New research has revealed that over 100 major global financial institutions have introduced policies restricting coal funding.
The research from the Institute for Energy Economics and Financial Analysis has found that global capital is leaving the coal sector at fast pace.
Since 2013, coal exit announcements have occurred at a rate of over one per month form banks and insurers holding more than US$10 billion worth of assets under management.
Since the start of 2018, there have been 34 new or improved announcements from global institutions restricting coal, making an average of one new announcement every two weeks.
The first restriction came from The World Bank in 2013 with the 100th coming from the European Bank of Reconstruction and Development.
Since the beginning of 2019, moves have come from banks in the UK, Canada, Finland, South Africa and Austria.
Energy Economics and Financial Analysis’ director of energy finance studies Tim Buckley said that when significant investors act, momentum increases.
“For environmental, reputational and financial reasons, thermal coal is a toxic asset for global investors increasingly announcing new and improved policies responding to climate change.
“The strong leadership of a few globally significant institutions five years ago is increasingly turning into capital flight by the many, with one new announcement every two weeks in recent years,” he said.
Mr Buckley said investors were looking ahead to more progressive industries and were removing themselves from harmful industries.
“With investors understandably focused on cheaper, sustainable, domestic renewables – which are clearly becoming the backbone technology of choice for energy systems going forward – an emerging theme is coal companies’ inability to access capital markets for expansions, mergers or acquisitions.”

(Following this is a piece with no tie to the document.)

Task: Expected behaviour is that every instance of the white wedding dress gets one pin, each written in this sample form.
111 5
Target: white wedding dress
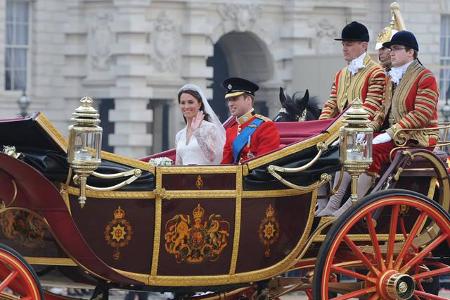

Among the 100 institutions restricting coal funding are 40 per cent of the top 40 global banks. Twenty investors with 20 per cent of the industry’s global assets are excluding coal from their portfolios.
Mr Buckley said this was a worldwide trend and companies were improving the strength of their policies all the time.
“While initial measures vary in effectiveness, we found that the trend is for financial institutions to ratchet up the strength of policies once they are in place.
“With environmental and reputational concerns certainly driving factors for capital fleeing coal, investors are also increasingly aware that coal industry forecasts are increasingly dour,” he said.